Fans of either company will argue that their near-term performance isn't indicative of their investment potential. But just how true are those claims? To get a better sense, let's examine American Express' and Square's business models, their respective opportunities, and, ultimately, which company looks like the better stock to buy today.
America Express under pressure
The elder statesman of credit card stocks, American Express has been grappling with the challenges from rivals old and new over the past several years. Amid this rising competition, American Express has struggled to meet revenue targets, though its recent Q2 earnings report notably exceeded expectations.
The closed-loop structure of American Express' payment networks and the restrictions it can place on merchants -- a Department of Justice antitrust case resulted from AmEx's restrictions on some merchants -- has helped push businesses toward other payment networks, such as Visa. The most significant example is Costco's decision earlier this year to sever its 16-year exclusive relationship with American Express in favor of a Visa card provided by Citigroup. Its card relationship with Costco accounted for 8% of AmEx's total revenue. American Express also lost similar card arrangements with Fidelity Investments and JetBlue.

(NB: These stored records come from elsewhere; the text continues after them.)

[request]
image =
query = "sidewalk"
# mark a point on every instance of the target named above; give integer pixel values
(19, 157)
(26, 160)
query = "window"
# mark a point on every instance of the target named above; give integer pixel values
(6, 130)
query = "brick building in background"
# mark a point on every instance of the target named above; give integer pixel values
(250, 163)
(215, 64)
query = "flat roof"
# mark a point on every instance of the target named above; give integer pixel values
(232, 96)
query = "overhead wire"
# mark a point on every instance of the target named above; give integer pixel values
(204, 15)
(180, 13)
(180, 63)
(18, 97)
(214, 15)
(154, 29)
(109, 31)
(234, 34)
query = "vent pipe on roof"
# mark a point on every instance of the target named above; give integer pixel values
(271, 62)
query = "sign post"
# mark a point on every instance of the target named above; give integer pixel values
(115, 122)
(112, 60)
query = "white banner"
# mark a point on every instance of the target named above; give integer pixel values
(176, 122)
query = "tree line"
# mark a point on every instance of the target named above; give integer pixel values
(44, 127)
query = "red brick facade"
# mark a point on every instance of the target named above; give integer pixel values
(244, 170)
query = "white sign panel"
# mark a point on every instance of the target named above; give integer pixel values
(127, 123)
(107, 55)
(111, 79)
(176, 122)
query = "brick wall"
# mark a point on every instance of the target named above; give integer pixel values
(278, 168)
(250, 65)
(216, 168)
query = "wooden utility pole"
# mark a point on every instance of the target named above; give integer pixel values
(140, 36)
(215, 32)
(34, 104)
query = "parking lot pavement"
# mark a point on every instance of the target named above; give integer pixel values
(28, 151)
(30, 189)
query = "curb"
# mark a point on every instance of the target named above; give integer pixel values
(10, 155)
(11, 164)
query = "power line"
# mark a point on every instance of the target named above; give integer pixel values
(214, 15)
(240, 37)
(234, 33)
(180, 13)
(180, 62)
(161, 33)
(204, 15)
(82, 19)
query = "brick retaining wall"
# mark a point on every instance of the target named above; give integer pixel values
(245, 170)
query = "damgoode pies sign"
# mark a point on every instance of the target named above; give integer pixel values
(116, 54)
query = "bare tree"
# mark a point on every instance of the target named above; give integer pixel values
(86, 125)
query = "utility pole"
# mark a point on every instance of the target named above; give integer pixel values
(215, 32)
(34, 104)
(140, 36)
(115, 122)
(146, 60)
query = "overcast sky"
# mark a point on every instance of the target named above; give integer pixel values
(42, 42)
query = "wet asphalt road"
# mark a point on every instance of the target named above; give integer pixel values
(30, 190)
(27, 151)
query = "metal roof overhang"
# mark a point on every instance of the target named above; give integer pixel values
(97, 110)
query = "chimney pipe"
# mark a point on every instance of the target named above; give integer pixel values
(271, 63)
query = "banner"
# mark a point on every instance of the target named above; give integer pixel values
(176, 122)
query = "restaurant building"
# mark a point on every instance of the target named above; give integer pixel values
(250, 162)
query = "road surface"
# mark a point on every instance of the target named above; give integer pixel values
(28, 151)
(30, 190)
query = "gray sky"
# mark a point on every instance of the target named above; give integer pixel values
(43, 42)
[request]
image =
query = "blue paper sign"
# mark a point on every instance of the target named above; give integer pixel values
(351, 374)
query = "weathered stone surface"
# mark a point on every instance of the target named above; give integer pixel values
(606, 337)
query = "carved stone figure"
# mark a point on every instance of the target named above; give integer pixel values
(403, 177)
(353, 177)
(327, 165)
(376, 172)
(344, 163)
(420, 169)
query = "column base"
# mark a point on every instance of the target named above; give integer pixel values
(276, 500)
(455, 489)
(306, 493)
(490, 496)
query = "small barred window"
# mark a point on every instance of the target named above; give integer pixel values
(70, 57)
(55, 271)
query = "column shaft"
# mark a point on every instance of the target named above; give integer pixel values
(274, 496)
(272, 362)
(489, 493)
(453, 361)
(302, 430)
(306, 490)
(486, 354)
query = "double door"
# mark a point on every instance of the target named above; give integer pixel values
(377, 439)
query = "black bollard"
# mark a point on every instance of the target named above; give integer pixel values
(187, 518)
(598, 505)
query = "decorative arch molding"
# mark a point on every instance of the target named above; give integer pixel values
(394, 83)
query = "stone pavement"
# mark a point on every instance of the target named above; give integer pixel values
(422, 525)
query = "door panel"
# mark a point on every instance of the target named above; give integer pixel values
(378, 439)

To counter competition from other credit card providers, American Express implemented a number of steps to help drive fresh sales growth and bolster profitability. The company is working to expand the size of its closed payments network, hoping to reach "acceptance parity" with rivals Visa and MasterCard by 2019. American Express is also trying to cater more to small businesses. And it plans to accelerate its marketing efforts going into the holiday season, particularly around its Platinum card. Furthermore, AmEx has announced plans to cut $1 billion in costs by the end of 2017 to augment its margin profile.
Square continues its torrent expansion
In terms of the lifecycle of their businesses, Square and American Express couldn't be farther apart. Just seven years old, Square remains in "land grab" mode, spending heavily to capture as much market share as possible amid rising competition. Its bread and butter are local small-and-mid-sized businesses (SMBs) that want a simple, transparent, and integrated solution to meet all their financial needs.
To do so, Square has expanded aggressively from its original card reader into providing back-end software and analytics, mobile payments processing, lending, and other services through its proprietary branded platform. The company continues to see adoption at a compelling pace in companies with annual transaction volume between $125,000 and $20 million. This group drove 42% of all Square payment volume in its most recent quarter.
As is the case with most businesses of Square's size, the growth company continues to lose money while posting impressive growth. In its most recent quarter, adjusted revenues rose 54% to $151 million from the prior quarter, and its losses continued to narrow. Better still, the company raised its bottom-line guidance for the full- year. Furthermore, analysts expect Square's total revenue to increase 32% and 21% in each of the next two fiscal years.
Shifting to valuation, Square's lack of profits make assessing its shares something of an inexact science. The company's GAAP losses are expected to persist for at least the next two years, though it's at least worth noting that Square's price-to-sales ratio sits at 2.3. As such, investors will need to have firmly bought into Square's business model before investing. Especially as competition from rival payments processors such as PayPal intensifies, Square's path to business dominance is no means guaranteed.
And the winner is... a tie?
Though the two payments companies couldn't be more different in most regards, both American Express and Square have attractive aspects to their businesses as well as noticeable risk factors. In fact, the average sell-side analyst rates both American Express and Square stocks as holds right now.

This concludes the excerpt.